Lucky is the man who has a mature, productive orchard. Starting an orchard is like trying to raise children in the Dark Ages — the investment is enormous, and the mortality and accompanying heartbreak run high. The oldest trees in the abbey’s orchard will be six years old this fall. The other trees vary in age, as trees that have been lost have been replaced. This process of death and replacement continues.
Among the lessons learned, a couple of things stand out. For one (as with dogs), know your breeder. Fruit trees that come from fruit-tree puppy mills may look nice when you see them at the big-box hardware store.
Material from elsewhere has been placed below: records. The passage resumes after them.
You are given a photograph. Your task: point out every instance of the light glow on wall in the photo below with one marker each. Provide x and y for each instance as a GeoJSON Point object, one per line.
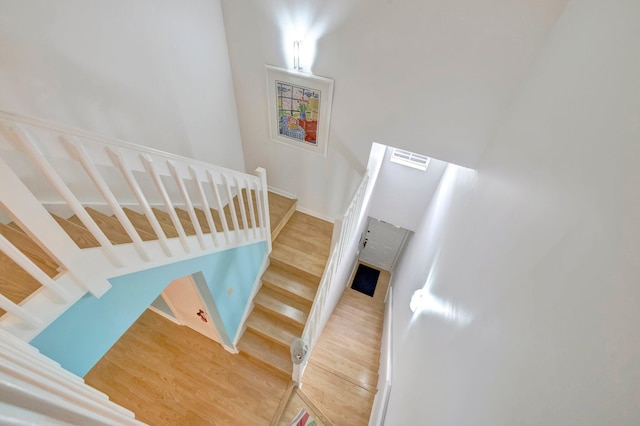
{"type": "Point", "coordinates": [423, 300]}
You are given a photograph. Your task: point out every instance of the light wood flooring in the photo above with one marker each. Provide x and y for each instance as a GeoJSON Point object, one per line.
{"type": "Point", "coordinates": [16, 284]}
{"type": "Point", "coordinates": [171, 375]}
{"type": "Point", "coordinates": [342, 373]}
{"type": "Point", "coordinates": [289, 285]}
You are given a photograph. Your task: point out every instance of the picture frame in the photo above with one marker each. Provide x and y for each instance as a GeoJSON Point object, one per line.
{"type": "Point", "coordinates": [299, 106]}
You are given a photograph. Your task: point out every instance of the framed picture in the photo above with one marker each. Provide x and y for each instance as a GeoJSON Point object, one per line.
{"type": "Point", "coordinates": [299, 107]}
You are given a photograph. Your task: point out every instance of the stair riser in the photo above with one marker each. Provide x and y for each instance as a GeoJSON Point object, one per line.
{"type": "Point", "coordinates": [306, 276]}
{"type": "Point", "coordinates": [279, 316]}
{"type": "Point", "coordinates": [307, 303]}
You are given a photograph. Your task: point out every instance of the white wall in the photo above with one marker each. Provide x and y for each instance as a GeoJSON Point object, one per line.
{"type": "Point", "coordinates": [402, 194]}
{"type": "Point", "coordinates": [430, 76]}
{"type": "Point", "coordinates": [534, 261]}
{"type": "Point", "coordinates": [151, 72]}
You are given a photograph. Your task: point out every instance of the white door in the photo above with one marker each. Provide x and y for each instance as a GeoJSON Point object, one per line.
{"type": "Point", "coordinates": [382, 244]}
{"type": "Point", "coordinates": [187, 304]}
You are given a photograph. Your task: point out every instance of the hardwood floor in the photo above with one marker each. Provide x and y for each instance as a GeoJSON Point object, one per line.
{"type": "Point", "coordinates": [342, 373]}
{"type": "Point", "coordinates": [171, 375]}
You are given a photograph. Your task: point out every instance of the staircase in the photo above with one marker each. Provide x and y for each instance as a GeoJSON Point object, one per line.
{"type": "Point", "coordinates": [301, 248]}
{"type": "Point", "coordinates": [18, 285]}
{"type": "Point", "coordinates": [77, 209]}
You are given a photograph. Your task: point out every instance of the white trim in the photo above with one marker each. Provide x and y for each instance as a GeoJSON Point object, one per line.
{"type": "Point", "coordinates": [409, 159]}
{"type": "Point", "coordinates": [306, 81]}
{"type": "Point", "coordinates": [247, 310]}
{"type": "Point", "coordinates": [282, 192]}
{"type": "Point", "coordinates": [164, 314]}
{"type": "Point", "coordinates": [381, 400]}
{"type": "Point", "coordinates": [315, 214]}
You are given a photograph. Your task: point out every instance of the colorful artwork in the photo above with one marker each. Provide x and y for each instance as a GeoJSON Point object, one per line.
{"type": "Point", "coordinates": [298, 111]}
{"type": "Point", "coordinates": [299, 107]}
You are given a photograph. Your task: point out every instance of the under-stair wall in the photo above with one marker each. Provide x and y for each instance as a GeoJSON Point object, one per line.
{"type": "Point", "coordinates": [136, 208]}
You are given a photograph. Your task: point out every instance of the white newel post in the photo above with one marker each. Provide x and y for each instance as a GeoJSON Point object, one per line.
{"type": "Point", "coordinates": [262, 174]}
{"type": "Point", "coordinates": [36, 390]}
{"type": "Point", "coordinates": [34, 219]}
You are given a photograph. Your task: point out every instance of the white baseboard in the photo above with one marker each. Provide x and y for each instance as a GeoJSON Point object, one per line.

But they may have come from nurseries far away, and they may be of stock and varieties that are not hardy and not suitable for your area.
The abbey’s strongest trees are all old Southern varieties of antique or heirloom apple trees from a nursery two counties to the east that specializes in such trees — Century Farm Orchards. Though I lost (and replaced) two of those twelve six-year-old trees, that mortality rate is good compared with the mortality rate of other fruit trees. We’ve almost given up on cherry trees. Insects defoliate them. We were on our second or third attempt at growing fig trees, and things were looking good, until the near-zero temperatures last winter killed the figs. So while the cherry trees, figs, and even the pears die of the whooping coughs, smallpoxes and scarlet fevers that afflict young fruit trees, the hardy old apple trees and peach trees carry on. Getting fruit trees to maturity is not a small challenge.
We were tempted to attempt olives. But we pretty quickly decided against it, because olives are not truly suited to this area, and the risk of mortality in any given year would be high. Even figs are a big risk. But we love figs so much that we soldier on.
If (at least in this area) you want maximum fruit and minimum grief in your young orchard, stick with apples and peaches, of old and proven varieties, from known nurseries with a track record and a nurseryman who will answer your emails (as David Vernon from Century Farm Orchards always does).